Industry Compliance Standards
Origami Risk is audited and certified with a number of third-party standards.
SSAE 18: Origami Risk is SSAE 18 SOC 1 Type II and SOC 2 Type II certified. Compliance is assessed annually by a third-party auditing firm.
FISMA: Origami Risk is compliant with security controls based on NIST 800-53 Revision 4 and has received Federal Information Security Management Act (FISMA) Moderate System Authorization and Accreditation. The Origami Risk service has also received Authorization to Operate (ATO) by a federal authorizing agency.
HIPAA Security Rule: Compliance with NIST 800-53 allows Origami Risk, by way of existing security controls, to meet security requirements established by the HIPAA Security Rule in accordance with NIST SP800-66, “An Introductory Resource Guide for Implementing the HIPAA Security Rule”.
Hosting Service
Origami Risk is hosted in a Virtual Private Cloud (VPC) within the Amazon Web Services (AWS) environment. This approach is ideal for clients because, in the ever-changing world of data security, Origami Risk is able to quickly adapt to changes and implement security features when they are needed.
AWS is certified to be compliant with SSAE18 SOC 1, 2, and 3, ISO 27001, HITECH, FISMA, and FedRAMP.
In this secure environment, AWS provides Origami Risk with a blank canvas to build our application in the manner that best meets our clients’ needs.
Data Encryption
All data is encrypted using Transport Layer Security (TLS) in transit; Transparent Data Encryption (TDE) at rest [for SQL Server]; and AES-256 for block storage, file system, and full Virtual Machine encryption.

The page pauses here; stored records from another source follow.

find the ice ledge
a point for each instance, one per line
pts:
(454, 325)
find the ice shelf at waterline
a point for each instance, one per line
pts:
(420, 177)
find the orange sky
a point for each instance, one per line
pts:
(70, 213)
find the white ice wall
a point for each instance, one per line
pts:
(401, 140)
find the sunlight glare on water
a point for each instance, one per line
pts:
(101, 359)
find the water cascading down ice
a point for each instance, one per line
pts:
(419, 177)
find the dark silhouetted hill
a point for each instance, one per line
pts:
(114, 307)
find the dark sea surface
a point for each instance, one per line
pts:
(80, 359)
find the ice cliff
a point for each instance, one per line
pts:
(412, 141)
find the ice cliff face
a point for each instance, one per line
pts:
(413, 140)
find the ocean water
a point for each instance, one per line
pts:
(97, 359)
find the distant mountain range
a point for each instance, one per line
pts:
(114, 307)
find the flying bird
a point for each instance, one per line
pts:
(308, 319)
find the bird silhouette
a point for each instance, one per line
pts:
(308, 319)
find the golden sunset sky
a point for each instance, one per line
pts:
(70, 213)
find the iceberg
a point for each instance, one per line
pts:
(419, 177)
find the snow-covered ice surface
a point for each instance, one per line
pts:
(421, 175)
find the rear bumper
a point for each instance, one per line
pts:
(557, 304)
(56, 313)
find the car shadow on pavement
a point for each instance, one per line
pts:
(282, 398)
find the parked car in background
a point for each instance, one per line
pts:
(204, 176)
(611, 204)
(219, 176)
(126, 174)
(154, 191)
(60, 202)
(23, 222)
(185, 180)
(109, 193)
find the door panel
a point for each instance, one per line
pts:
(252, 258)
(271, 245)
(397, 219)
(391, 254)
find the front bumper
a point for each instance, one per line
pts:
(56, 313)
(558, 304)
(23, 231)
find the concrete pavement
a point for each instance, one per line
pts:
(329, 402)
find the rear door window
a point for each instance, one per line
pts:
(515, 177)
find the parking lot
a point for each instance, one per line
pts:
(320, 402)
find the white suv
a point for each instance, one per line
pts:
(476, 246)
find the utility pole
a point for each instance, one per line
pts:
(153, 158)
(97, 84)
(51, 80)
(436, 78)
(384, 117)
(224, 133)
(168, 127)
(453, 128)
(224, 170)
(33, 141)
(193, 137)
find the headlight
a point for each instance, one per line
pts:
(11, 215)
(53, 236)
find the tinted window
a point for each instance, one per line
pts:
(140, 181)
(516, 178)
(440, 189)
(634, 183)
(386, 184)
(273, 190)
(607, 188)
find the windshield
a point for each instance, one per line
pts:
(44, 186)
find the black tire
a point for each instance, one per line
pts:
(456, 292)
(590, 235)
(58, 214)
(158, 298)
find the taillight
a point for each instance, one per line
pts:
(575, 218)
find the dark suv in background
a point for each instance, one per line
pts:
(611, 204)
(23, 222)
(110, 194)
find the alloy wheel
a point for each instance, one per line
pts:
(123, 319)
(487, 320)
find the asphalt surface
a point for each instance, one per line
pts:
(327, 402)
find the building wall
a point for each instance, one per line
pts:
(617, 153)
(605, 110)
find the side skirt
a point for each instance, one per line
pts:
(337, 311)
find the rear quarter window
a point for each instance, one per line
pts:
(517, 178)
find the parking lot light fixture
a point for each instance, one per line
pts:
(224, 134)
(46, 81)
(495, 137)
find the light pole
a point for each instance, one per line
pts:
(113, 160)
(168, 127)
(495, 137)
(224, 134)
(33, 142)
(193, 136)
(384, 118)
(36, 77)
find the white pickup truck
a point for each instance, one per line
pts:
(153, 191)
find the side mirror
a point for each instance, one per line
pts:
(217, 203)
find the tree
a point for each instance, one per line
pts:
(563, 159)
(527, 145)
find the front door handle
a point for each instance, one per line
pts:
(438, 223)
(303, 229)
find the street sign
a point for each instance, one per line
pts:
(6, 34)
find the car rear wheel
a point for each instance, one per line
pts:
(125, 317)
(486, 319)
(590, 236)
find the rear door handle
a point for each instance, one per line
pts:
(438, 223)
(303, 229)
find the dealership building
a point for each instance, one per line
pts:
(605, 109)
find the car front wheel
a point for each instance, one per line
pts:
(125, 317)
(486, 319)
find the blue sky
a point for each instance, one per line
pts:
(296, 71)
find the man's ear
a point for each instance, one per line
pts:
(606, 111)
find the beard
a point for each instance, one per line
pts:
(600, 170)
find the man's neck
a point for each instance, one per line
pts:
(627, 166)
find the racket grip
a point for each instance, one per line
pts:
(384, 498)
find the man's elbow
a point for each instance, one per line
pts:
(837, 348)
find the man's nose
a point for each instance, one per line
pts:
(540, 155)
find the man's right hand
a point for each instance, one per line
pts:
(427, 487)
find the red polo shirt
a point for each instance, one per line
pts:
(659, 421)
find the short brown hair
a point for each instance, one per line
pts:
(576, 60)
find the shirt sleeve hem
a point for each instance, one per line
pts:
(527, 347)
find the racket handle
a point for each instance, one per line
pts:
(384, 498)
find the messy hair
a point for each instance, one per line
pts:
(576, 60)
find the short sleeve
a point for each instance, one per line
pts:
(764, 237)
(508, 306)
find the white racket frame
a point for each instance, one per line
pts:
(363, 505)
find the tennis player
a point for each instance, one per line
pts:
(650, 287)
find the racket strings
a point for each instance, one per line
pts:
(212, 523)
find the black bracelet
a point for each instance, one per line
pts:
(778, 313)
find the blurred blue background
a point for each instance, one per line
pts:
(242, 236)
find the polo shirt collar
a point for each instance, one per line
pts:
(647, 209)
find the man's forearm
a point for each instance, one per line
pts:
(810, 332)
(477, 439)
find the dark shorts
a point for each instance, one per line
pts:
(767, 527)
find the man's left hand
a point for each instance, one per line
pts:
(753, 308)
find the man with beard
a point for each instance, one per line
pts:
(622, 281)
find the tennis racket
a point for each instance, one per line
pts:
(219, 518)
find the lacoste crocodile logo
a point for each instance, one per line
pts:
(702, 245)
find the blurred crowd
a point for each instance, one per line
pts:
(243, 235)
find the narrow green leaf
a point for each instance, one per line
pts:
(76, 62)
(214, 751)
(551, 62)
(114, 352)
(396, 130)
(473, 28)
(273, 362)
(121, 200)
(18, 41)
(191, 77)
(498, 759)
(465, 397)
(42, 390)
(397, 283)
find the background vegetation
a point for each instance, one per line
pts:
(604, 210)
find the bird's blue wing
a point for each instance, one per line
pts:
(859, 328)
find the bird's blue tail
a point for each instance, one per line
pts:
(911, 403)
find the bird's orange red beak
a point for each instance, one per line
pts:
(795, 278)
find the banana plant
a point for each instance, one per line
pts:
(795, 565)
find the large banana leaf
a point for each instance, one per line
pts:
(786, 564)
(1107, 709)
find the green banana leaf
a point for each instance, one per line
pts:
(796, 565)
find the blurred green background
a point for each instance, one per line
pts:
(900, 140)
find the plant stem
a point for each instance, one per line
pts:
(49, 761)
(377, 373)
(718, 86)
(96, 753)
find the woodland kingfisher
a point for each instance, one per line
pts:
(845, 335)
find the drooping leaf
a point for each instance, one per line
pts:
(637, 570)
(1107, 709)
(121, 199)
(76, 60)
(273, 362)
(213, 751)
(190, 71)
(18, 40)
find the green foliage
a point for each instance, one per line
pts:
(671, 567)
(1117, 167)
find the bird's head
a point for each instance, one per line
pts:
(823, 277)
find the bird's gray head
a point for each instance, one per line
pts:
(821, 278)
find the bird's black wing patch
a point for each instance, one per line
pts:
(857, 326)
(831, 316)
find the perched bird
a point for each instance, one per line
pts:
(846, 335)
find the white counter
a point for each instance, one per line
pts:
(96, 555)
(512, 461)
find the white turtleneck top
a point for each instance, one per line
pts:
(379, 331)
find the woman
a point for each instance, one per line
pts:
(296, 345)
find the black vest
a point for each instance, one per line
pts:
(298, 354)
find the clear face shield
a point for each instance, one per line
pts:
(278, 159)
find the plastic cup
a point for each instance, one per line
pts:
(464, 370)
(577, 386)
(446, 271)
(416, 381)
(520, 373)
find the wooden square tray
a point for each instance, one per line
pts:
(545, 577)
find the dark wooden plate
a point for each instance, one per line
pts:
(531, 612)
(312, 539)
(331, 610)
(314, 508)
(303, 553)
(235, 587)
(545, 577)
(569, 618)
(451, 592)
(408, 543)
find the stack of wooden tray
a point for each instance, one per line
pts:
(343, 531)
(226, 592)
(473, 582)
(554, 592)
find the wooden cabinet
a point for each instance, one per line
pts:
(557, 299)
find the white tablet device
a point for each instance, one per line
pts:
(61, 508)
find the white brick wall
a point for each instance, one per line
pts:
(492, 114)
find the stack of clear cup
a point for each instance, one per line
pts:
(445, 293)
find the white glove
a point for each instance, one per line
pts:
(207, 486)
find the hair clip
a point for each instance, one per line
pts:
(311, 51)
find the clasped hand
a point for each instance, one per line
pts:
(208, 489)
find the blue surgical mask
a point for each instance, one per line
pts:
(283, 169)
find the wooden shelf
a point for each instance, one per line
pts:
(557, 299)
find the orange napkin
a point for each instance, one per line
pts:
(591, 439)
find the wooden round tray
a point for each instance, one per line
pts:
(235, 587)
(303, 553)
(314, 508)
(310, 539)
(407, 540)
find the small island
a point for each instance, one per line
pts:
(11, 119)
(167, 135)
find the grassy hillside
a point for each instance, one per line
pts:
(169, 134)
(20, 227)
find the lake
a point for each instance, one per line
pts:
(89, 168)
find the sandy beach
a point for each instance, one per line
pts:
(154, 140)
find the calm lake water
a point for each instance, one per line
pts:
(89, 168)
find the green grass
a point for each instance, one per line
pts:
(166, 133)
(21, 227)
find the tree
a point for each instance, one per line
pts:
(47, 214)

Origami Risk enforces strict secure HTTPS encryption for all browser sessions. Data transfers are encrypted with PGP encryption and are transmitted using secure file transfer protocols.
Mirror Site & Separate Backup Facility
All databases are mirrored in real-time to a separate database server located in a separate Amazon Availability Zone.
Data is backed up to Amazon S3 storage. Amazon S3 is redundantly stored across facilities and devices, providing 99.999999999% durability. As of 2013, Amazon S3 was storing more than two trillion distinct objects.
Independent Annual Penetration Tests
Origami Risk uses independent auditors to perform annual penetration tests. These tests simulate real-world attacks attempting to break into the Origami Risk system.
In addition to independent, third-party audits, Origami Risk conducts vulnerability assessments and monitoring on an ongoing basis to continually test and improve security measures.
Annual Board-Level Security Review
Origami Risk maintains a Security Steering Committee made up of several members of the Origami Risk Board, IT Operations, Development, and Customer Service. This committee conducts reviews of the Origami Risk security policies, processes, and procedures on an annual basis.
These reviews are augmented with continuous oversight by the Steering Committee, a security incident reporting system, and vigilant attention to the ever-changing security landscape by Origami Risk security personnel.
Code Review
Origami Risk uses a variety of tools to verify that code is secure. Dynamic site scans are used to identify cross-site scripting vulnerabilities and other common security issues.
Intrusion Detection
Origami Risk utilizes multiple levels of security within the Amazon Web Services (AWS) environment. AWS provides IDS and network analyzers which are monitored continually by AWS engineers.
Origami Risk also deploys and continually monitors its own Host and Network IDS/IPS solutions to provide maximum visibility to the security of the environment. Physical access to AWS data centers is also strictly controlled by state-of-the-art intrusion detection systems.
Firewalls
Origami Risk’s infrastructure is behind multiple firewalls, starting with a Web Application Firewall (WAF) that controls the ingress and egress of all traffic. Additionally, the WAF inspects traffic at Layer 7 to protect against common attacks such as cross-site scripting and SQL injections. The WAF also provides protection against MITM attacks, IP Spoofing, port scanning, and packet sniffing. Within the Origami Risk AWS environment, both internal network and host-based firewalls are utilized to control traffic flow between functional areas.